Annotations: Liberal Arts

The liberal arts has been the core of Jesuit education since the early days of the Society of Jesus. As John W. O’Malley, SJ, notes, founding Society of Jesus members inherited the humanistic educational tradition that had historically defined Western civilization up to the 1500s. Embodied in the liberal arts, this tradition, in O’Malley’s view, had competed and coexisted with a parallel scientific-based academic tradition that dated back to Ancient Greece. The humanistic tradition dominated until the Middle Ages when the rise of the university institutionalized scientific-based education and pedagogy. 
The Renaissance renewed interest in the humanistic educational tradition and provided a forum to institutionalize it as practice in the 1500s. Society of Jesus members embraced this tradition and codified its principles in the 1599 Ratio Studiorum, which Allan P. Farrell, SJ, defines as the foundation of Jesuit education.

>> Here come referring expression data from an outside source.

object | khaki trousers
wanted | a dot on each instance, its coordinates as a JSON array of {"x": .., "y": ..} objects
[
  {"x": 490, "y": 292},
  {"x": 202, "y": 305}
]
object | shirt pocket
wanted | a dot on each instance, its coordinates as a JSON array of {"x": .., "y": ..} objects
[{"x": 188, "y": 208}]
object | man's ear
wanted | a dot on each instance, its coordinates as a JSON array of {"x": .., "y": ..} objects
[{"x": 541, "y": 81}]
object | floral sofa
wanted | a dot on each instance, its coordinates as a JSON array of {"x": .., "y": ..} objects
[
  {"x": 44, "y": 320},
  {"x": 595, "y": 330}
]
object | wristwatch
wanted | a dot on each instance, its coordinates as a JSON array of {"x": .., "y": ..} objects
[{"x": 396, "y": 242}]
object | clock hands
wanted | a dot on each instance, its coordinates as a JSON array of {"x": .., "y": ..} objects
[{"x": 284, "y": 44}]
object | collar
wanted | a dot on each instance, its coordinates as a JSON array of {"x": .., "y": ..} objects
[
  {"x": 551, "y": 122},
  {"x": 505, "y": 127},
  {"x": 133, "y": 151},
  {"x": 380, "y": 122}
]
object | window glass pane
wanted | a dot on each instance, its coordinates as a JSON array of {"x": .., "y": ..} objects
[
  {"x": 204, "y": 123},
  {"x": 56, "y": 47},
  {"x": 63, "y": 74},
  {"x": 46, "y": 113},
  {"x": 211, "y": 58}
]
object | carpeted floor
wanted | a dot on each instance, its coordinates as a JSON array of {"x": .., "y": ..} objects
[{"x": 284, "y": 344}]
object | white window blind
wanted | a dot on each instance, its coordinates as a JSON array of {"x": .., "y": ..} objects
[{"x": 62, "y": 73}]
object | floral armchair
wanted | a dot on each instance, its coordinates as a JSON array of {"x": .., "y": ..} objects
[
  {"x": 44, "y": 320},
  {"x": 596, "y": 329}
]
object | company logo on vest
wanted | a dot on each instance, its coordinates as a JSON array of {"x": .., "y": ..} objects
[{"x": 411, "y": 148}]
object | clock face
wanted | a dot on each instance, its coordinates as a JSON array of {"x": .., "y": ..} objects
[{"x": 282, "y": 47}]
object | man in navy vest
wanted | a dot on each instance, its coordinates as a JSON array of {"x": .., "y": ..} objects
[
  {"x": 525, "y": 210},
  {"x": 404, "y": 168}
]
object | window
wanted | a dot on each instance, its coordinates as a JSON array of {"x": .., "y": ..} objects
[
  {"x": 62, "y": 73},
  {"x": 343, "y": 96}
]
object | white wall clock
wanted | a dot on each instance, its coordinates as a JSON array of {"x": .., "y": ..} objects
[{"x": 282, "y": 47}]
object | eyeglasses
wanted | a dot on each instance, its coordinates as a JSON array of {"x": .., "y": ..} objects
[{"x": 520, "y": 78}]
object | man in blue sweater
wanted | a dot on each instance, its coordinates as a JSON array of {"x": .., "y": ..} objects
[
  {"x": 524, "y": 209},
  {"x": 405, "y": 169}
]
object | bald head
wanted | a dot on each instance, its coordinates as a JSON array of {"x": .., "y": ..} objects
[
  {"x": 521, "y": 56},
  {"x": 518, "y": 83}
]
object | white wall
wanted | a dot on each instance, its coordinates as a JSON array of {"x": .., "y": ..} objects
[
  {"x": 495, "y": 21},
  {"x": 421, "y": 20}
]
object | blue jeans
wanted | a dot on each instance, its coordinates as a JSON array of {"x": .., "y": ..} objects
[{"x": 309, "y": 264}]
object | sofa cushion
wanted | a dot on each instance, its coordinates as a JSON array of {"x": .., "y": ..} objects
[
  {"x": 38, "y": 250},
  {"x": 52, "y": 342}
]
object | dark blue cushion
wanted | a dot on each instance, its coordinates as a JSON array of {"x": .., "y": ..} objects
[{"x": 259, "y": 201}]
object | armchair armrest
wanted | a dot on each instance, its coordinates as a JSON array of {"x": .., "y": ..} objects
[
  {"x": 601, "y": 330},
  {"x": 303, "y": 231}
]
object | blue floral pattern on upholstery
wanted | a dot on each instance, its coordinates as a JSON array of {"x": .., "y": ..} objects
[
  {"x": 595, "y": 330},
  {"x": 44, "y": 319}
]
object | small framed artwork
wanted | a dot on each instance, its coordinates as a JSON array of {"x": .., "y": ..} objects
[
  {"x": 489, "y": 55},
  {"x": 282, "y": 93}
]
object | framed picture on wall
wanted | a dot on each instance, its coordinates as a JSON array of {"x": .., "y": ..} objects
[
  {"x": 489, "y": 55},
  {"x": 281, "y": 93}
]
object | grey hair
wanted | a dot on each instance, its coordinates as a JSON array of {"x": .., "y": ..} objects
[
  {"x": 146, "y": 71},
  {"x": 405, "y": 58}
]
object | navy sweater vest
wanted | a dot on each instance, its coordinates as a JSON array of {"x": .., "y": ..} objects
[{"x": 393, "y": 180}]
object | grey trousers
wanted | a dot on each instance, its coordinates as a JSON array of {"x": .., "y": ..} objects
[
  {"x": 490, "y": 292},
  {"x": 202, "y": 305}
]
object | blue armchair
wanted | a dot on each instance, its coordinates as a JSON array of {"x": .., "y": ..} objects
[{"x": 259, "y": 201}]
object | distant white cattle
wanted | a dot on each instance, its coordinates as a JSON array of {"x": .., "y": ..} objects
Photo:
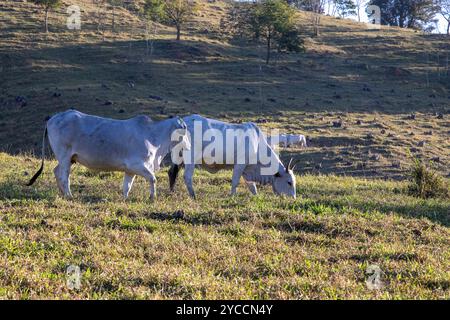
[
  {"x": 288, "y": 140},
  {"x": 282, "y": 179},
  {"x": 135, "y": 146}
]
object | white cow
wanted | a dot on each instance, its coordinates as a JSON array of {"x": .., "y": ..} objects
[
  {"x": 135, "y": 146},
  {"x": 288, "y": 140},
  {"x": 282, "y": 180}
]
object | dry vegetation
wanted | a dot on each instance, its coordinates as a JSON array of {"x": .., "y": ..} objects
[{"x": 372, "y": 84}]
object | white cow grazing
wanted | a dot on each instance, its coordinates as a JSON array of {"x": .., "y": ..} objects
[
  {"x": 135, "y": 146},
  {"x": 288, "y": 140},
  {"x": 282, "y": 181}
]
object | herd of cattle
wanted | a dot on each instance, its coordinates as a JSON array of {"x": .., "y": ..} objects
[{"x": 137, "y": 146}]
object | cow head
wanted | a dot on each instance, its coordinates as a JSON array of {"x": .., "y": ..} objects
[{"x": 284, "y": 182}]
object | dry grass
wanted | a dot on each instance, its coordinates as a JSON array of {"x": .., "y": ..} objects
[{"x": 218, "y": 247}]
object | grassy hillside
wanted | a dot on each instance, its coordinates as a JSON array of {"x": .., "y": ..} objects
[
  {"x": 371, "y": 80},
  {"x": 385, "y": 86},
  {"x": 318, "y": 246}
]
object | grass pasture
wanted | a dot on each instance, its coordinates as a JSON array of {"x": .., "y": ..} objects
[{"x": 385, "y": 87}]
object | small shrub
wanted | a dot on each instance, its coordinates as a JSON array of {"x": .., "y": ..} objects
[{"x": 425, "y": 182}]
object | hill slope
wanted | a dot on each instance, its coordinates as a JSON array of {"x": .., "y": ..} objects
[
  {"x": 375, "y": 78},
  {"x": 318, "y": 246}
]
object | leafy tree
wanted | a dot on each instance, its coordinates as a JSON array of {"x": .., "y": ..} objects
[
  {"x": 47, "y": 5},
  {"x": 345, "y": 8},
  {"x": 171, "y": 12},
  {"x": 359, "y": 5},
  {"x": 273, "y": 20},
  {"x": 416, "y": 14},
  {"x": 316, "y": 7}
]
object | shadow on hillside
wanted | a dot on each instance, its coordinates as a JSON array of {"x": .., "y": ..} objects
[
  {"x": 119, "y": 79},
  {"x": 17, "y": 191}
]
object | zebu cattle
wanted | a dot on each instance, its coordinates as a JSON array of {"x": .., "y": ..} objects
[
  {"x": 135, "y": 146},
  {"x": 282, "y": 179}
]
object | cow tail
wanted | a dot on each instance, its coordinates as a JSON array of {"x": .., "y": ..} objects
[
  {"x": 173, "y": 174},
  {"x": 39, "y": 172}
]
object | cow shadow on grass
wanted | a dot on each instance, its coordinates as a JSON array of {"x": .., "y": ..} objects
[{"x": 13, "y": 190}]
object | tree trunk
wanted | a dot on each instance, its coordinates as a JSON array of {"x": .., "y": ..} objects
[
  {"x": 269, "y": 40},
  {"x": 114, "y": 21},
  {"x": 178, "y": 32},
  {"x": 46, "y": 20}
]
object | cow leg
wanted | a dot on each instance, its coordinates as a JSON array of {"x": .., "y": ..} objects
[
  {"x": 58, "y": 180},
  {"x": 188, "y": 177},
  {"x": 146, "y": 172},
  {"x": 127, "y": 184},
  {"x": 64, "y": 173},
  {"x": 237, "y": 173},
  {"x": 252, "y": 187}
]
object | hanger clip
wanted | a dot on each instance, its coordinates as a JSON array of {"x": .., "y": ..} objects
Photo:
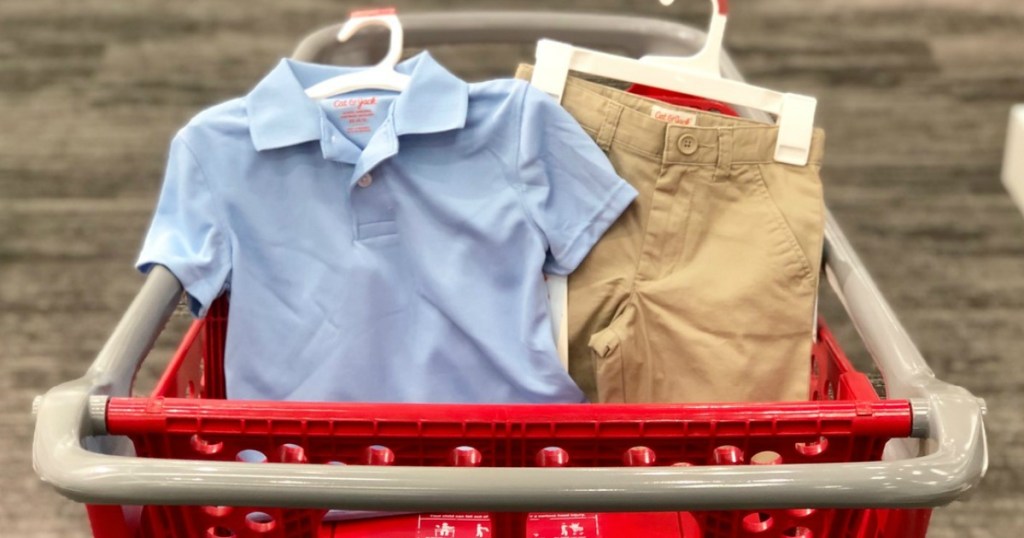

In practice, this foundation has evolved and adapted to the times, the places, and the context where Jesuit education operates. Still, it continues as the core of Jesuit education.
The humanistic educational tradition that 16th century Jesuits embraced did not entirely write off the scientific viewpoint. It drew on some elements of the scientific and saw it as a junior partner. It prioritized the physical, moral, religious, and cultural aspects of human development. It aimed at educating the whole person—the body, the mind, the soul—to produce well-rounded and socially aware members of society deeply engaged in community affairs and the common good.

O’Malley sees the humanistic educational tradition as inherently different from the scientific, which, in his view, prioritized intellectual problem solving, dispassionate analysis, and studying the physical world for career advancement. He sees Jesuit liberal arts education as a tent that has housed both traditions from the start but expresses concern at the size, weight, and clout of the humanistic tradition in that tent.  
Like O’Malley, Dean Rader and others have recently grappled with the role and purpose of the humanities in the liberal arts tent. Rader frames his liberal arts tent on Max Weber’s distinction between the instrumental rationale and the value rationale, not the humanistic or scientific viewpoint O’Malley traces to Ancient Greece. He praises the humanistic tradition within that tent and paints it as the most sensible way forward. He sees the liberal arts as central to who we are as human beings, what we do, and the very meaning we ascribe to things—including our lives. 
Questions for Reflection

  • Based on O’Malley and Rader's views, how would you characterize the liberal arts tent at the University of San Francisco? Are we educating hearts, minds, and bodies, or are we simply training young professionals for today’s workforce?  
  • O’Malley sees teaching the humanities as introductory classes for someone pursuing a career as the increasing clout of the scientific and professional tradition in the Jesuit liberal arts tent. Do you agree with his view? How do you balance the inherent conflicts he sees in both traditions within the liberal arts tent?


Farrell S.J., Allan P. (1970 July 21). The Ratio Studiorum of 1599, English translation. Jesuit Global Network of Schools.

O’Malley S.J., John W. (Spring 2015). “Jesuit Schools and the Humanities Yesterday and Today.” Studies in the Spirituality of Jesuits, Seminar on Jesuit Spirituality. Vol. 47, No. 1.

Rader, Dean. (May 2020.). “A Case for Liberal Arts.” USF Magazine, University of San Francisco.